Ces chiffres peuvent surprendre, voire choquer, mais démontrent que le Canada est un excellent pays où investir.

Certains voudraient que les gouvernements fassent du Canada un meilleur pays où investir et alors, mais alors seulement, les fonds de pension s’engageraient à y revenir. Pourtant, en plus des rendements notoires que le Canada a rendus, l’IMD World Competitiveness Ranking de 2023 place le Canada en deuxième position parmi les pays du G7, après les États-Unis. Cette analyse de 336 facteurs porte sur l’efficacité du gouvernement, des entreprises et des infrastructures.

Le Canada serait-il trop petit pour absorber son épargne ? Toute proportion gardée, les marchés canadiens sont comparables en taille à ceux des États-Unis et des autres pays. Nous investissons toutefois 50 % de moins par travailleur en capital non résidentiel que les États-Unis. Pour chaque dollar que nous plaçons dans les sociétés en démarrage, les États-Unis en investissent 40. Nous sommes bien en dessous de la moyenne du G7 en recherche et développement.

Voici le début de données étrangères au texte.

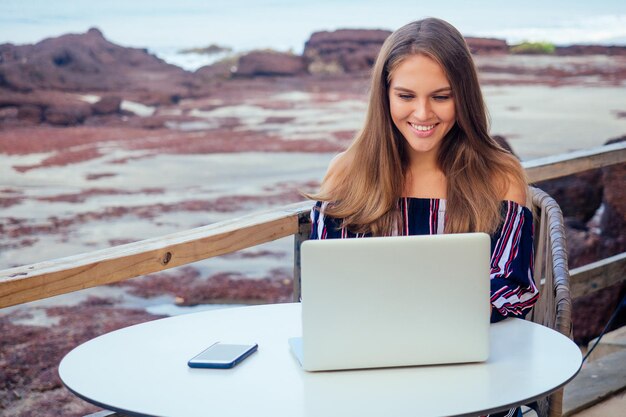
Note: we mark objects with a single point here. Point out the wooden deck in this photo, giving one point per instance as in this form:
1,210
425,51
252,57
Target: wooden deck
46,279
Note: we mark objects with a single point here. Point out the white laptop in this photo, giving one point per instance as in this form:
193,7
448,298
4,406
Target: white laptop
394,301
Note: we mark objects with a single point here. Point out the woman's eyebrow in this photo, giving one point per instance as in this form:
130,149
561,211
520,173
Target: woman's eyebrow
408,90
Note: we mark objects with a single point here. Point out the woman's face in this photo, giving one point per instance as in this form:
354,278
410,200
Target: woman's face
421,103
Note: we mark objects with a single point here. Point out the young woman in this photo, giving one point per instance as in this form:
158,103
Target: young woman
424,163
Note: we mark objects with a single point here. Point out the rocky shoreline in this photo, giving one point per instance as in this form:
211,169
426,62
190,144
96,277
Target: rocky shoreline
94,135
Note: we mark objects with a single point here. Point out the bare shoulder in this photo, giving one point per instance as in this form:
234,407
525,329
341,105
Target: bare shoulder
516,191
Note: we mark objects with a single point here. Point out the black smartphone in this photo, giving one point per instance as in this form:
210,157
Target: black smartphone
222,356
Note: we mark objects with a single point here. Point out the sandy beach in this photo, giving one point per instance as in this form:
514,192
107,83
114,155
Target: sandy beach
247,145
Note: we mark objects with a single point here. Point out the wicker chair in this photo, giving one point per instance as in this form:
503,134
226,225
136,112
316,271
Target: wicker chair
554,307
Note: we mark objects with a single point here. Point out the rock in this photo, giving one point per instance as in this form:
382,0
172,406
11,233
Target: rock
67,115
612,50
107,105
9,112
269,63
344,50
219,70
579,195
88,62
487,46
31,113
591,313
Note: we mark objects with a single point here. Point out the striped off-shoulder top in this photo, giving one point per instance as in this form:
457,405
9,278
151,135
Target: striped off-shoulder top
513,290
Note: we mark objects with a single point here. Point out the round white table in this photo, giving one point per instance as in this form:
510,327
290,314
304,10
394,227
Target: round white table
142,370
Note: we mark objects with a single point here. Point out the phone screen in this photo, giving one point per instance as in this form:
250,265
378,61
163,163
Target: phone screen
222,355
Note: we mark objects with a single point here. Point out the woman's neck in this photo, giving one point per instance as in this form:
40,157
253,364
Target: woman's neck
425,181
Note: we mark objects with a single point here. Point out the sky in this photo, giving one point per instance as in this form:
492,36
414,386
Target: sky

En 2020, une étude de Deloitte intitulée « Une vision pour un Canada prospère en 2030 » estimait que le Canada aurait besoin de 200 à 400 milliards de dollars d’investissements par année pour répondre à ses besoins en infrastructures et en immobilier. En 2022, le Groupe de travail national sur la chaîne d’approvisionnement rapporte que 88 milliards de dollars par an seront requis en infrastructure pour maintenir la compétitivité des 62 % de son PIB qui dépendent du commerce extérieur.

Il ne manque donc pas d’occasions d’investissement au Canada.

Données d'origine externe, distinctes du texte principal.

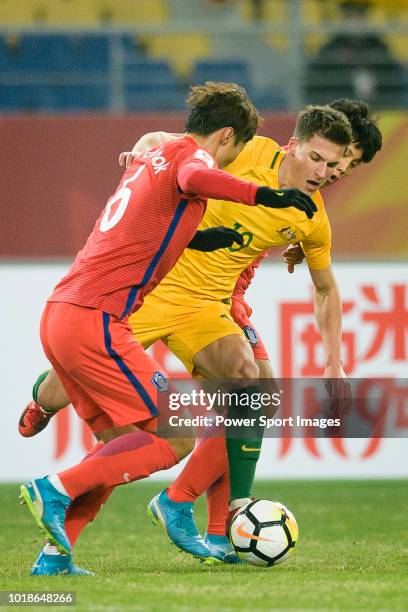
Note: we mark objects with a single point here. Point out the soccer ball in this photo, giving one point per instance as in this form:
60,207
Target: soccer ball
264,532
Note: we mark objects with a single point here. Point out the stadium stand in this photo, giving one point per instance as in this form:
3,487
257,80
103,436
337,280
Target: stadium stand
145,53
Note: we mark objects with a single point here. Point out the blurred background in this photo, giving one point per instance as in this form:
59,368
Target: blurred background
82,80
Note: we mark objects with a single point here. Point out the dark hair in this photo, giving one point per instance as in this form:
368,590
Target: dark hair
365,131
217,105
324,121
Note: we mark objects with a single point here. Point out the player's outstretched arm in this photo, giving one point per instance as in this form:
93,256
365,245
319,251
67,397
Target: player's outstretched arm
195,177
283,198
215,238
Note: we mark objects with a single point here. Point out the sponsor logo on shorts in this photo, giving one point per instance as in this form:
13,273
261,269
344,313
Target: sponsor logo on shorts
250,334
160,382
288,233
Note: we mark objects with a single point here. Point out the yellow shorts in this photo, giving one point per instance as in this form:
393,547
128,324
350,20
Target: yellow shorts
185,330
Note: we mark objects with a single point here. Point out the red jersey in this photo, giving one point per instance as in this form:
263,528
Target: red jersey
246,276
146,225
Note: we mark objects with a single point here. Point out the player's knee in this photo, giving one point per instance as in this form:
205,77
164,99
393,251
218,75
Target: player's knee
182,446
51,394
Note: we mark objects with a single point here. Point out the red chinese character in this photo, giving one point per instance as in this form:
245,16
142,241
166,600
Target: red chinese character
393,322
311,339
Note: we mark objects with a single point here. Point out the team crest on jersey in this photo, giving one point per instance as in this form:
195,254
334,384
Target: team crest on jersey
205,157
160,382
288,233
250,334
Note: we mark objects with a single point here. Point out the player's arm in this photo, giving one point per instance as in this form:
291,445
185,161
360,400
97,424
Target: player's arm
328,313
198,177
215,238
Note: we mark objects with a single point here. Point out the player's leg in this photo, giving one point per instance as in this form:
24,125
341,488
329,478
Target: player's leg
50,562
200,328
196,477
230,357
113,383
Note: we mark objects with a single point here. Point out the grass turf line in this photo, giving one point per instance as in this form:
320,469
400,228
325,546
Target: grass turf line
352,554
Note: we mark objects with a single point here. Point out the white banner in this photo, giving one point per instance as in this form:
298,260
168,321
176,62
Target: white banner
375,298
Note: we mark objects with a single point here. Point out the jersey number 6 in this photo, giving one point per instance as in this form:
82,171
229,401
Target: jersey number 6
122,196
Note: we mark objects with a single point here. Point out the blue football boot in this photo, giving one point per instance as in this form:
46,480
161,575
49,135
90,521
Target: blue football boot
57,565
178,520
48,507
222,549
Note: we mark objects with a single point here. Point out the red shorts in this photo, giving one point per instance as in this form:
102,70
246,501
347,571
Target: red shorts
240,312
109,378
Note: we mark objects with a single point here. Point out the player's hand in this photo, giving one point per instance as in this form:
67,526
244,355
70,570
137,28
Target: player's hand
215,238
126,158
240,310
283,198
293,255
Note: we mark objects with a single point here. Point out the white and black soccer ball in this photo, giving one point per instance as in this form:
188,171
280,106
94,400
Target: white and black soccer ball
264,532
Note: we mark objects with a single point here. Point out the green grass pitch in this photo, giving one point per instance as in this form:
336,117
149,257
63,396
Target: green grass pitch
352,554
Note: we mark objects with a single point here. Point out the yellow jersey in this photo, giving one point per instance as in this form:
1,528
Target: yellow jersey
199,277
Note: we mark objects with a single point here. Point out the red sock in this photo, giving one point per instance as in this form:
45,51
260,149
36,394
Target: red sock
218,505
127,458
206,464
84,509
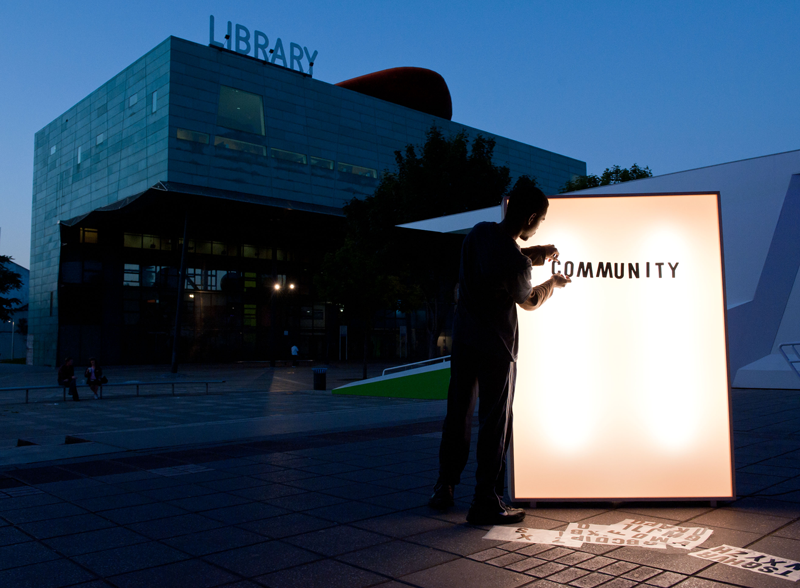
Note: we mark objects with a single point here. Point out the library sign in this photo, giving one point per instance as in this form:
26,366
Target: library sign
622,378
238,38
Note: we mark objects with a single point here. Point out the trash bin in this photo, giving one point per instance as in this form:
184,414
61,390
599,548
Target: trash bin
319,378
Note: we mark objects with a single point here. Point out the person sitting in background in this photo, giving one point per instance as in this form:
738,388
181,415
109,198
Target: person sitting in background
94,376
66,377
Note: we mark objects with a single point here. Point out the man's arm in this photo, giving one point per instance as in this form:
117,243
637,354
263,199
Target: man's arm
543,291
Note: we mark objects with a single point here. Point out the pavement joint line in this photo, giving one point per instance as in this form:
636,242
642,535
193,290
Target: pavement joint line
180,470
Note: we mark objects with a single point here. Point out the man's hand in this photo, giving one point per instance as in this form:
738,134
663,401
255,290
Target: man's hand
560,280
550,252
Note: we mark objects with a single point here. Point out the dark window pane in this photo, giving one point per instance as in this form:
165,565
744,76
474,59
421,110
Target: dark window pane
132,240
234,145
186,135
289,156
240,110
320,162
357,170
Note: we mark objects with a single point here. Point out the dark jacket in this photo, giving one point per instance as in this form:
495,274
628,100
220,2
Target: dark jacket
65,372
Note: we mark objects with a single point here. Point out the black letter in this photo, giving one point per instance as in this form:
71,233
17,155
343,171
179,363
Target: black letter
585,271
673,267
603,271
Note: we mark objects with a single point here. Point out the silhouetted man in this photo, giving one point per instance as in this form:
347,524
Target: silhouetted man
494,277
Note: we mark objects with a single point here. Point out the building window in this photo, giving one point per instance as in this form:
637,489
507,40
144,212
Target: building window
132,240
203,247
249,315
151,242
131,275
228,249
194,278
253,252
320,162
92,272
240,111
234,145
88,235
357,170
290,156
187,135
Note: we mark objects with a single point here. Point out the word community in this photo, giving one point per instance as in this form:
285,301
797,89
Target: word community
604,269
238,39
627,533
754,561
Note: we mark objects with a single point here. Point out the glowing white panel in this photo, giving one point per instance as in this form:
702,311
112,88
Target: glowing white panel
622,385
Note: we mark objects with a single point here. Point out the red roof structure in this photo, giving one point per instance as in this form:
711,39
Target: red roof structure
413,87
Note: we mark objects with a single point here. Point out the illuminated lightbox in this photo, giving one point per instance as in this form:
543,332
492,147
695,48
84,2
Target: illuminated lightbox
622,380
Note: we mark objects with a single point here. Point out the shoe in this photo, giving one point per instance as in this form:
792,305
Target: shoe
442,497
493,513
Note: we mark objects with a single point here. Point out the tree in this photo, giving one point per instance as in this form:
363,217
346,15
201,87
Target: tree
379,266
9,281
611,175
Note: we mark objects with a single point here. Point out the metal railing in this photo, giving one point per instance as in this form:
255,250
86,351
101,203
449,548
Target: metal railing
792,362
137,384
413,366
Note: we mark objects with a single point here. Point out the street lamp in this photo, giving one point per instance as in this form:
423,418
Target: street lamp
12,338
276,287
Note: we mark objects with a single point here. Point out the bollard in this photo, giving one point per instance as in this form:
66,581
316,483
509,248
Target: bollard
319,378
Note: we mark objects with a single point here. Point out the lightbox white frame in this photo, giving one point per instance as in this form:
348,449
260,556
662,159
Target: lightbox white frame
574,496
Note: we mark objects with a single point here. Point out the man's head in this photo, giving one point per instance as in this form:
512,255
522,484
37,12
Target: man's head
527,207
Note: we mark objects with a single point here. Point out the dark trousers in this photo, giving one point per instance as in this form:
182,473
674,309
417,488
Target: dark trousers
72,385
475,375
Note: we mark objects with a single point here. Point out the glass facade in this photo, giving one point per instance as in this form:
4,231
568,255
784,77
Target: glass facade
240,111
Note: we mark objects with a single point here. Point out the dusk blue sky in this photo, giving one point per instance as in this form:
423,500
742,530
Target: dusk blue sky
672,85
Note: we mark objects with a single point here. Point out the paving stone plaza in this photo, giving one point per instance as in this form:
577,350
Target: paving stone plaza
313,489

Certains craignent qu’investir au Canada nuise aux rendements. En preuve on attribue au double mandat de la Caisse de dépôt et placement du Québec (CDPQ) l’écart négatif entre ses rendements sur 10 ans et ceux du Régime de pensions du Canada (RPC). Or, l’écart s’explique entièrement par une pondération moindre en revenu fixe du RPC et la forte baisse du dollar canadien. Nul besoin de recourir au double mandat pour expliquer les différences.

Enfin, on mentionne souvent que le Canada ne représente qu’environ 2,5 % de l’économie mondiale et, par conséquent, une faible pondération proportionnelle au Canada est appropriée. Un tel argument ne provient pas d’investisseurs recherchant les meilleurs rendements grâce à des analyses approfondies, mais plutôt de gestionnaires indiciels qui recherchent le rendement moyen. L’indexation souffre aussi d’un vice fondamental. Elle voudrait qu’on investisse seulement 2,5 % de notre 2,5 % de l’épargne mondiale dans notre propre économie alors qu’un plus grand pays en investirait plus dans le sien. Pourquoi cette dissymétrie d’autofinancement qui ne peut que contribuer aux disparités entre pays ?

Ces inquiétudes contribuent au débat, mais elles n’abordent pas le vif du sujet : le rôle crucial de ce réservoir d’épargne dans l’économie canadienne.

Une étude du Centre canadien d’analyse économique indique qu’OMERS et ses membres ont contribué à hauteur de 13,7 milliards de dollars au PIB de l’Ontario en 2023. Environ 9,7 milliards provenaient des paiements de pension et dépenses d’exploitation. Les 4,0 milliards additionnels résultaient des investissements. OMERS détient environ 20 milliards de dollars en immobilier, infrastructures, actions privées et publiques au Canada, générant ainsi 1 $ de PIB supplémentaire pour chaque 5 $ investi sur le plan national.

Les retombées de la CDPQ au Québec sont similaires. Les champions mondiaux qu’elle a contribué à créer et à faire grandir tels CGI, Couche-Tard, WSP et Dollarama ont bénéficié à la CDPQ, au Québec, et au Canada.

Il y a donc une énorme différence entre l’impact des investissements intérieurs et ceux faits à l’étranger.

Le gouvernement a créé ce régime d’épargne et lui a conféré d’importants avantages fiscaux. Il a aussi une obligation de pourvoir à la santé et à la croissance de l’économie nationale en s’assurant que les allégements d’impôt bénéficient à tous les Canadiens. Doit-il subventionner le développement de l’économie de la Chine et des États-Unis aux dépens du sien ?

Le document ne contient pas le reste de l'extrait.